Secure Computing finds insider threats are biggest worry

By Alan Harten

Secure Computing Corporation an enterprise gateway security company, today announced the results of an IT Director survey that uncovers a rising concern about insider threats and widespread acknowledgement of being unprepared for emerging Web-based attacks.

When asked whether they believed insider or outsider threats posed a bigger problem to their organisation, more than 80% of the 103 Directors surveyed prioritise insider threats (defined as either unintentional data leakage or deliberate data theft).

Less than one in five respondents, or 17%, feel that external threats posed by hackers are more dangerous.

This could in part be due to the fact that 37% of respondents have experienced leakage of sensitive information in the past year.

In line with this, internal security was at the top of IT Directors’ shopping lists when respondents were asked to rank potential future investments that included perimeter security, staff mobility and network performance.

Additional interesting survey findings include:

Email is identified as the biggest current security risk to respondents’ organizations according to 34% of respondents. Interestingly Voice over IP comes second at 25%, and is deemed a bigger threat than Web surfing (browser-related threats), which only 21% of IT Directors feel is the biggest threat. Despite this apparent confidence, however, four in five respondents, 79%, feel they could be better prepared for Web-borne threats.

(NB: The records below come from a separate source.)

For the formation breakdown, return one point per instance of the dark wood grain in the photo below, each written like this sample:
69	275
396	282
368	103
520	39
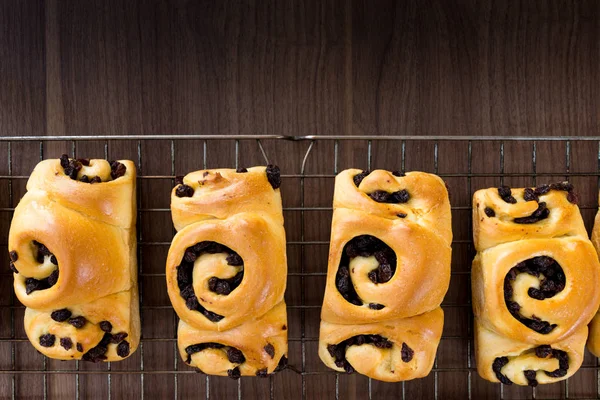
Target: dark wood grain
333	67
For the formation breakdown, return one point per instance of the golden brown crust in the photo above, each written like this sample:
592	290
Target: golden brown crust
419	284
90	230
522	356
593	342
412	233
429	204
564	218
221	193
566	309
420	333
259	242
242	211
252	338
534	284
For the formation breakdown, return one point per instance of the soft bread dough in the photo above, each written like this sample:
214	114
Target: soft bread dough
90	230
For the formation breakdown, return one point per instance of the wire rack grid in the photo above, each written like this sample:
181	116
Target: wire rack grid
306	147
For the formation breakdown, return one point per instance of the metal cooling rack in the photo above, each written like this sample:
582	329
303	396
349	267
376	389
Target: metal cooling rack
311	141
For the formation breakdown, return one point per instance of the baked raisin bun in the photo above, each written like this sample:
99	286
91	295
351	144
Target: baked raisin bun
593	343
389	265
72	247
534	283
226	271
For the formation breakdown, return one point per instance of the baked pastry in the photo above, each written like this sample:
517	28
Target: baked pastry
72	248
226	271
388	272
593	343
392	350
534	283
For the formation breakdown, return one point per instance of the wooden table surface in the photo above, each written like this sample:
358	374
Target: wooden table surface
507	68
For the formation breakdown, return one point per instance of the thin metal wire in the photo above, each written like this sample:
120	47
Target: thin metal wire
141	263
300	138
469	249
12	295
175	352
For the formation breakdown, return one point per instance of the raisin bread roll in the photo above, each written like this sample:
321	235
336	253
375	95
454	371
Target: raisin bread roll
593	343
389	266
392	350
534	283
73	253
226	271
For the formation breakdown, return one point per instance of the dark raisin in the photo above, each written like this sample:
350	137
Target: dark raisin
407	353
235	356
359	177
235	260
270	350
373	276
105	326
530	376
47	340
118	337
281	365
273	176
192	302
513	306
542	212
541	190
53	278
385	273
222	287
97	353
78	322
184	191
536	294
234	373
401	196
61	315
543	351
189	256
489	212
66	343
64	161
506	194
71	172
565	186
497	366
117	169
31	285
123	349
529	195
42	249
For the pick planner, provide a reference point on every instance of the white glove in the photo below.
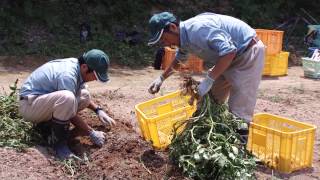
(97, 137)
(205, 86)
(155, 85)
(104, 118)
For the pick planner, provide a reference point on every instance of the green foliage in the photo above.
(209, 147)
(14, 131)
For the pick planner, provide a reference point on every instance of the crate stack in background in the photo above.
(310, 64)
(276, 60)
(194, 64)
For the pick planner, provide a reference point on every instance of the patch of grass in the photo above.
(14, 131)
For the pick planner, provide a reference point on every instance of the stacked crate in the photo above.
(276, 60)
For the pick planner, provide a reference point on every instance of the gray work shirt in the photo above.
(211, 36)
(60, 74)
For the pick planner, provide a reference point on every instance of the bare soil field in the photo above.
(126, 155)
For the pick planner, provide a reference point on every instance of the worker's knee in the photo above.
(84, 99)
(67, 99)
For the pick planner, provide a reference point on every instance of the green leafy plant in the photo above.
(209, 147)
(14, 131)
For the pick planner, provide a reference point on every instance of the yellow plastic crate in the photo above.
(283, 144)
(157, 117)
(276, 65)
(272, 39)
(311, 68)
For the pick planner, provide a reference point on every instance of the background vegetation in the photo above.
(52, 27)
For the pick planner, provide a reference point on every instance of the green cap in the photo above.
(157, 23)
(98, 61)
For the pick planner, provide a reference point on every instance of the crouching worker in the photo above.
(54, 93)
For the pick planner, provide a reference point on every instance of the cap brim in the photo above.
(102, 77)
(156, 38)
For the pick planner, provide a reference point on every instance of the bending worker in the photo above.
(55, 92)
(228, 43)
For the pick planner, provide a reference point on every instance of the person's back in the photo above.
(60, 74)
(209, 32)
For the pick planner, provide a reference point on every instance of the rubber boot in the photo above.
(58, 138)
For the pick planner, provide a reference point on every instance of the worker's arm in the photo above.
(222, 65)
(156, 84)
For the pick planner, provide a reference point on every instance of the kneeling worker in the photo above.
(55, 92)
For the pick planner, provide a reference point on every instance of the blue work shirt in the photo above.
(60, 74)
(211, 36)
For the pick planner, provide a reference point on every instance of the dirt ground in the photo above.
(126, 155)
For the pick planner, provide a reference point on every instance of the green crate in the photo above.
(311, 68)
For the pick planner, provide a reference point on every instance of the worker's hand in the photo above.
(97, 137)
(155, 85)
(104, 118)
(205, 86)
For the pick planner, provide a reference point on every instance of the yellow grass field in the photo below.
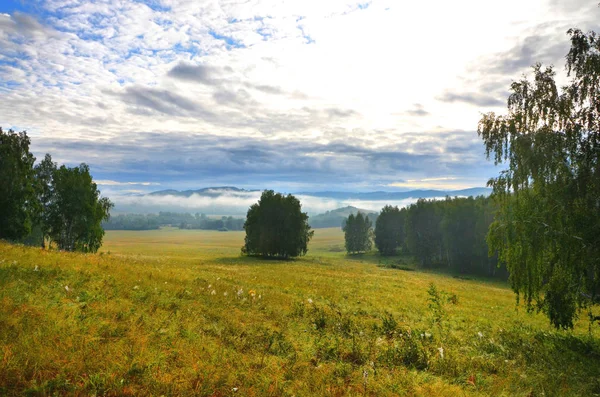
(180, 312)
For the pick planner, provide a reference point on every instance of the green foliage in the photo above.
(277, 227)
(76, 210)
(389, 230)
(423, 234)
(17, 195)
(44, 186)
(357, 233)
(547, 229)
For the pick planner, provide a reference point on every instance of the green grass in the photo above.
(173, 312)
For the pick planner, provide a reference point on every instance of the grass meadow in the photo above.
(180, 312)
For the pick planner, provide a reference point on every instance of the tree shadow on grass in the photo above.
(254, 260)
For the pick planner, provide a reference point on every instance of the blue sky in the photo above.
(295, 96)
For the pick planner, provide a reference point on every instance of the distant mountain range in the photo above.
(379, 195)
(335, 218)
(230, 200)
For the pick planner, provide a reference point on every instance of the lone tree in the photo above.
(389, 230)
(17, 194)
(547, 229)
(276, 227)
(357, 233)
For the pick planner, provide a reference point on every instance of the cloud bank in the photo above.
(278, 94)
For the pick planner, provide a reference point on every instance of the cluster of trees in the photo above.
(276, 227)
(180, 220)
(447, 234)
(48, 203)
(358, 231)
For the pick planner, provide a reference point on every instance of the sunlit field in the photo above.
(180, 312)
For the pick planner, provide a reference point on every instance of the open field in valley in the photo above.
(180, 312)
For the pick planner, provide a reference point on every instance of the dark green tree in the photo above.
(423, 234)
(277, 227)
(76, 210)
(17, 194)
(357, 233)
(389, 230)
(547, 229)
(44, 188)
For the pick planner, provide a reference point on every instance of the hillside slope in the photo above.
(181, 313)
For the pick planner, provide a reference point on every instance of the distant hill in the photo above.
(381, 195)
(335, 218)
(377, 196)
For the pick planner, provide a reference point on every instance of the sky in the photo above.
(294, 96)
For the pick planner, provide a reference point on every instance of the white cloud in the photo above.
(115, 183)
(287, 71)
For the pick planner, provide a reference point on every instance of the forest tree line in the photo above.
(46, 203)
(449, 234)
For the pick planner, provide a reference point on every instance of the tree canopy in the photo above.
(357, 233)
(17, 195)
(277, 227)
(547, 229)
(76, 210)
(389, 230)
(45, 202)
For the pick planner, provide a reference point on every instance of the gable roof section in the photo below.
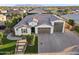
(42, 19)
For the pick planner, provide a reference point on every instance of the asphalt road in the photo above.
(49, 43)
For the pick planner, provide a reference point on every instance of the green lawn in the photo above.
(77, 29)
(8, 46)
(32, 49)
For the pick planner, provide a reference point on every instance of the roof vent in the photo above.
(35, 19)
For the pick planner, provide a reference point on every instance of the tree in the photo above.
(67, 11)
(71, 22)
(1, 37)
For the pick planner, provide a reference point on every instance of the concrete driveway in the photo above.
(56, 42)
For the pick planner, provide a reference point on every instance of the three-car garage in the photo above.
(57, 27)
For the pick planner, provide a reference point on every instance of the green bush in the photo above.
(77, 29)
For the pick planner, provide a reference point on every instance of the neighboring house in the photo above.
(74, 17)
(2, 18)
(39, 23)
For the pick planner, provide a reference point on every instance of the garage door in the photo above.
(58, 26)
(43, 30)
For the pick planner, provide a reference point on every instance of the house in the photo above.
(2, 18)
(39, 23)
(3, 11)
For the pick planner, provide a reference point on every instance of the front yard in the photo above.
(7, 46)
(32, 49)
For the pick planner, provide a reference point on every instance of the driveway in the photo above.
(56, 42)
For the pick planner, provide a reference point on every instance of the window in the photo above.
(24, 30)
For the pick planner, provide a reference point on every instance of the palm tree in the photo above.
(1, 37)
(71, 22)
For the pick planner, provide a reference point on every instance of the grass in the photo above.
(32, 49)
(8, 46)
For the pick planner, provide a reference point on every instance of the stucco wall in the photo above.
(18, 31)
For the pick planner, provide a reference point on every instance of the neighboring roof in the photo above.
(42, 19)
(38, 11)
(71, 16)
(2, 23)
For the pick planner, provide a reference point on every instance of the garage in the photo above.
(43, 30)
(58, 26)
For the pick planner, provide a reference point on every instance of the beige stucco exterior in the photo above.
(2, 18)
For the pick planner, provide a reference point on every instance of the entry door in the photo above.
(43, 30)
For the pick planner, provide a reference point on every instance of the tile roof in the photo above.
(42, 19)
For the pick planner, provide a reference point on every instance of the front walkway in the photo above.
(12, 37)
(57, 42)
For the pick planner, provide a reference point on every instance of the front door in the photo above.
(33, 30)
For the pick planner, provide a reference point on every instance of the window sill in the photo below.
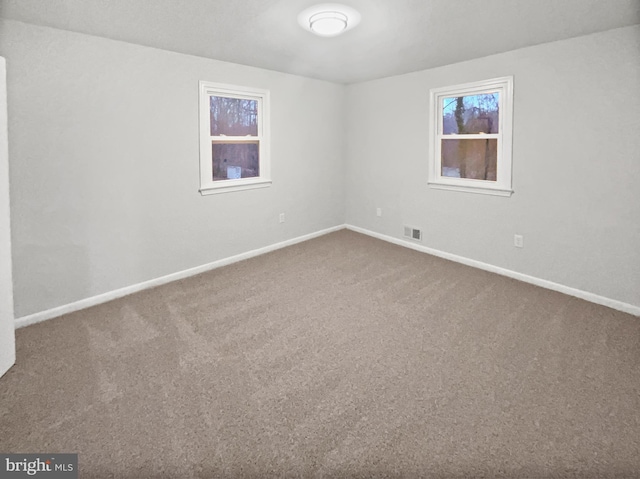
(472, 189)
(229, 186)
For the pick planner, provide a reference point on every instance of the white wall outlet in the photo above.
(518, 241)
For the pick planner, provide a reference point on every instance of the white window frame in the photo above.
(207, 185)
(502, 185)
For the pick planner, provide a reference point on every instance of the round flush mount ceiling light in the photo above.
(328, 19)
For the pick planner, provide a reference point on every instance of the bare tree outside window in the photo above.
(470, 115)
(234, 117)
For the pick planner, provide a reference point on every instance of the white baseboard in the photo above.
(594, 298)
(119, 293)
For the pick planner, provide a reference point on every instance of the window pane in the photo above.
(474, 159)
(470, 114)
(233, 116)
(235, 160)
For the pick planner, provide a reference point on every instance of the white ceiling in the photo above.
(394, 36)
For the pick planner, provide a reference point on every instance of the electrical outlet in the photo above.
(518, 241)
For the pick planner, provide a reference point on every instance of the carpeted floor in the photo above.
(343, 356)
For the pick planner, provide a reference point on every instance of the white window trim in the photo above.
(502, 185)
(207, 185)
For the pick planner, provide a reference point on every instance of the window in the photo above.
(471, 130)
(234, 138)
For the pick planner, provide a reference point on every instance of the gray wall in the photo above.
(576, 164)
(7, 337)
(104, 165)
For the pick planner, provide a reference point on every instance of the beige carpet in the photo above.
(340, 357)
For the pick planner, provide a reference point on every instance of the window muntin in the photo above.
(471, 137)
(234, 153)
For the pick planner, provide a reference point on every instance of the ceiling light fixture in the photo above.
(328, 19)
(328, 23)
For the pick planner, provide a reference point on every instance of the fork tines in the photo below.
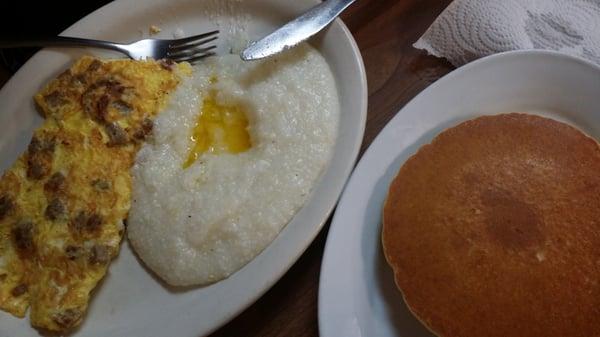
(192, 48)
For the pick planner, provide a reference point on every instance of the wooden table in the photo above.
(385, 31)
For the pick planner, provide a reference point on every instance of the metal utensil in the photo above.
(188, 49)
(297, 30)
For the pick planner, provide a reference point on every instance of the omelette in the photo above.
(63, 202)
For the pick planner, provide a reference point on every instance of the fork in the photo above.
(188, 49)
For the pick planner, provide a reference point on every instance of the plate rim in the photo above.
(304, 242)
(376, 143)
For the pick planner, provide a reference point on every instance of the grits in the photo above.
(202, 211)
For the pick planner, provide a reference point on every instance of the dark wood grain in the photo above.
(385, 31)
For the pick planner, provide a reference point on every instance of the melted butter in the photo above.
(219, 128)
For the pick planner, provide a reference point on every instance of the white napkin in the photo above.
(470, 29)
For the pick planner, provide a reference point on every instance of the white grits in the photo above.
(199, 225)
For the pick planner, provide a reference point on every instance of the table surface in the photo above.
(385, 31)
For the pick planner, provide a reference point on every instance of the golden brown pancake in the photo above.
(493, 229)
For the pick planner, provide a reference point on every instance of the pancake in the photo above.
(493, 229)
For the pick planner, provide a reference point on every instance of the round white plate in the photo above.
(357, 294)
(130, 301)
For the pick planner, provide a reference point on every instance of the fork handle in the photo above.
(62, 41)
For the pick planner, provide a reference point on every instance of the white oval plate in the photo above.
(357, 294)
(130, 301)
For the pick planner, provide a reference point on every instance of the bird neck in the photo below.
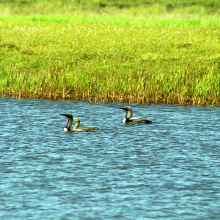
(129, 114)
(76, 125)
(69, 123)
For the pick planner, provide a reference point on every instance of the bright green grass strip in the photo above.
(111, 62)
(117, 20)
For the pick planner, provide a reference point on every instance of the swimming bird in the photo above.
(76, 127)
(83, 127)
(128, 118)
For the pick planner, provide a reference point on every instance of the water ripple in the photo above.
(169, 169)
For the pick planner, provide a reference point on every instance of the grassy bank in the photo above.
(102, 62)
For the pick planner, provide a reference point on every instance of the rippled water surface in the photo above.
(169, 169)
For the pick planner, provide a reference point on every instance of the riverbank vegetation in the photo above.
(113, 56)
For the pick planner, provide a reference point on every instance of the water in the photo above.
(169, 169)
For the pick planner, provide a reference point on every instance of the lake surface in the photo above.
(169, 169)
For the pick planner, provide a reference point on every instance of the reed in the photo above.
(110, 63)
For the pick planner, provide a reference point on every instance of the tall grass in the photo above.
(122, 63)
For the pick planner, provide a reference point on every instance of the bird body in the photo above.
(76, 127)
(131, 120)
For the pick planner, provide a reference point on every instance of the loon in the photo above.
(76, 127)
(128, 118)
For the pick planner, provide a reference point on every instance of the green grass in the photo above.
(102, 62)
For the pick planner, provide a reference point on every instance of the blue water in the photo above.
(169, 169)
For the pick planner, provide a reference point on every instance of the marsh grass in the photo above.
(110, 63)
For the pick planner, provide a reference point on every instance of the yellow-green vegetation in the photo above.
(102, 59)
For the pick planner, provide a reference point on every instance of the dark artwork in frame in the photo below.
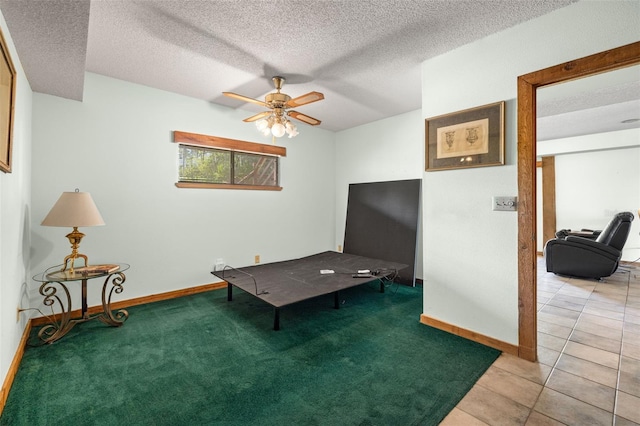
(463, 139)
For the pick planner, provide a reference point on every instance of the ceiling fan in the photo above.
(275, 121)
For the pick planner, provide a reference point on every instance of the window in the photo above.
(212, 162)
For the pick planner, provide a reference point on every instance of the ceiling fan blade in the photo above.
(245, 98)
(304, 118)
(305, 99)
(258, 116)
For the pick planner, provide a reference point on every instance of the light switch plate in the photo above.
(505, 203)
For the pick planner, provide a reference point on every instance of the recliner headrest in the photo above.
(617, 231)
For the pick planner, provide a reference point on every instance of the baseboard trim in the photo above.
(470, 335)
(13, 368)
(138, 301)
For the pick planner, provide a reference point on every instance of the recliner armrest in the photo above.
(586, 242)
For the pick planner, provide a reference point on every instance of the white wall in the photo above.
(15, 212)
(597, 176)
(386, 150)
(117, 145)
(470, 251)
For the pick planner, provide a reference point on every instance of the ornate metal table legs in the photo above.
(55, 292)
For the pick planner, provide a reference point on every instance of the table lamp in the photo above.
(74, 209)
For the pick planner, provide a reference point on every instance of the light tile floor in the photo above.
(588, 369)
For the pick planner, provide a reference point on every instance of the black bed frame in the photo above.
(284, 283)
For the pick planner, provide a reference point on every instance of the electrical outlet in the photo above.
(219, 266)
(505, 203)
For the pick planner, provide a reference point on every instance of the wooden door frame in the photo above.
(608, 60)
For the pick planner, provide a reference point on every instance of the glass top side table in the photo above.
(55, 291)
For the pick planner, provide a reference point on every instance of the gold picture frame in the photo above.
(468, 138)
(7, 105)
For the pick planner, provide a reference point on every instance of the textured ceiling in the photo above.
(364, 55)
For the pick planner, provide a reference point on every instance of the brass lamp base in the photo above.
(74, 237)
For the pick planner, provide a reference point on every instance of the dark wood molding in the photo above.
(13, 368)
(527, 84)
(548, 198)
(470, 335)
(197, 185)
(224, 143)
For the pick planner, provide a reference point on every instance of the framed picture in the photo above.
(7, 101)
(470, 138)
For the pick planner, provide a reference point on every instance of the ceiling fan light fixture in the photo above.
(278, 130)
(262, 124)
(276, 121)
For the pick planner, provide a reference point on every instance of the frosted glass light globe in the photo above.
(277, 130)
(262, 124)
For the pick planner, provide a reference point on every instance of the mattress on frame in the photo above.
(291, 281)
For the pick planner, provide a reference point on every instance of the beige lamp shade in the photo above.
(74, 209)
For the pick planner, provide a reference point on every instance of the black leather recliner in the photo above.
(588, 258)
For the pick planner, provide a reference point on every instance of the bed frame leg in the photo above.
(276, 319)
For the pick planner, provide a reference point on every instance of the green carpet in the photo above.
(200, 360)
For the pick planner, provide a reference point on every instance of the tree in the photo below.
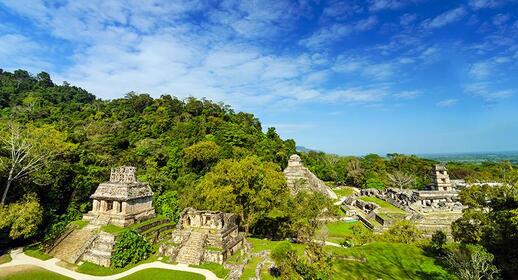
(29, 150)
(472, 262)
(129, 248)
(167, 205)
(23, 218)
(438, 241)
(247, 187)
(400, 180)
(355, 173)
(374, 183)
(491, 221)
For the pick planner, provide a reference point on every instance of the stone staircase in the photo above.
(100, 251)
(193, 248)
(431, 222)
(74, 245)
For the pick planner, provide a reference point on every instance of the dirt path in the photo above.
(20, 259)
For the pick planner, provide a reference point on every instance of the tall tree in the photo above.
(28, 151)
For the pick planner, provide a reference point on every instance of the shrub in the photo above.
(167, 205)
(130, 247)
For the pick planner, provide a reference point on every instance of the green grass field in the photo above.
(36, 252)
(249, 270)
(217, 268)
(29, 273)
(337, 232)
(97, 270)
(345, 191)
(385, 261)
(163, 274)
(5, 258)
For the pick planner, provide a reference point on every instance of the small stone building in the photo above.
(122, 201)
(203, 236)
(441, 179)
(300, 178)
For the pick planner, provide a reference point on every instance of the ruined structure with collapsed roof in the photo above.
(122, 201)
(300, 178)
(432, 209)
(203, 236)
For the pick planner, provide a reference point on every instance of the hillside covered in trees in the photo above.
(78, 138)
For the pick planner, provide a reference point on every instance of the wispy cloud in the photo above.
(488, 94)
(407, 95)
(445, 18)
(447, 103)
(335, 32)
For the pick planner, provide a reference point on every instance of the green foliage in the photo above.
(172, 142)
(162, 274)
(438, 241)
(247, 187)
(472, 262)
(374, 183)
(130, 247)
(315, 264)
(491, 221)
(402, 232)
(22, 218)
(167, 205)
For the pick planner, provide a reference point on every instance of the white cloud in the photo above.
(480, 70)
(377, 5)
(337, 31)
(445, 18)
(407, 95)
(484, 91)
(407, 19)
(480, 4)
(447, 103)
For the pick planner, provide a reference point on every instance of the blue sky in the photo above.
(347, 77)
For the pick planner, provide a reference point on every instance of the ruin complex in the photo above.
(432, 209)
(203, 236)
(121, 201)
(300, 178)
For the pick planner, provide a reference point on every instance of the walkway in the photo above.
(19, 258)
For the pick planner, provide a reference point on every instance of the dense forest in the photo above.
(173, 143)
(58, 142)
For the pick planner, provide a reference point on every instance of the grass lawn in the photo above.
(217, 268)
(344, 191)
(384, 205)
(385, 261)
(249, 271)
(337, 232)
(28, 272)
(79, 224)
(5, 258)
(36, 252)
(159, 274)
(97, 270)
(259, 245)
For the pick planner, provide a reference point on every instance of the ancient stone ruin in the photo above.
(122, 201)
(432, 209)
(300, 178)
(203, 236)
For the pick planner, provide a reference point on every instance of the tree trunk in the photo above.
(5, 191)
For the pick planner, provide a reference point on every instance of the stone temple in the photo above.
(203, 236)
(300, 178)
(122, 201)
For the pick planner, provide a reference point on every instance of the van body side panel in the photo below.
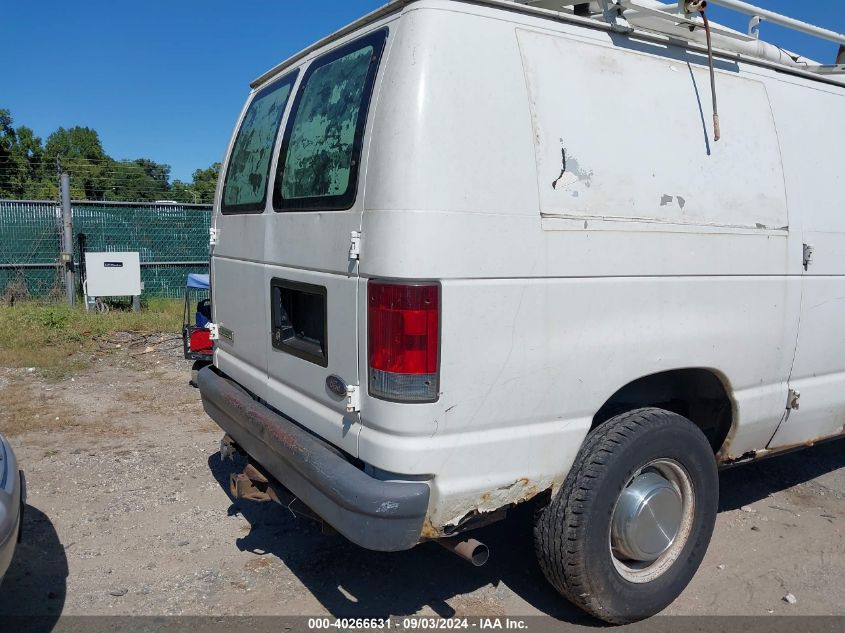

Established external threats continue to be the biggest concern in a developing Web 2.0 environment. Viruses top the list of offenders, with 31% of IT Directors feeling it is the biggest threat, while spam comes in second with 18% and data leaks a close third, at 14%.

When asked to rank their biggest external security concerns, hackers are surprisingly the area of least concern, with less than a quarter, 22%, of respondents feeling they are the biggest threat. Malware appears to be the major headache, with 56% identifying it as their biggest worry.

The biggest budgets will be spent on strengthening internal security, with 35% of IT Directors identifying it as their priority planned investment. Surprisingly, considering the forecasted downturn in the economy, “IT asset management for cost savings” is the lowest priority.

IT Security is starting to be seen as a genuine business enabler - only one in 10 respondents, 11%, feel their board perceives it as a “necessary evil” whilst the remainder feel it is at least as important as any other IT project.

Over two-thirds, 68%, of respondents believe data breach disclosure should be compulsory in the UK, as it is in the United States.

Secure Computing Corporation, Details
Secure Computing Corporation is a provider of enterprise gateway security, and delivers solutions that help customers protect their critical Web, email and network assets.

Over half the Fortune 50 and Fortune 500 are part of our more than 22,000 global customers, supported by a worldwide network of more than 2,000 partners.

The company is headquartered in San Jose, Calif., and has offices worldwide.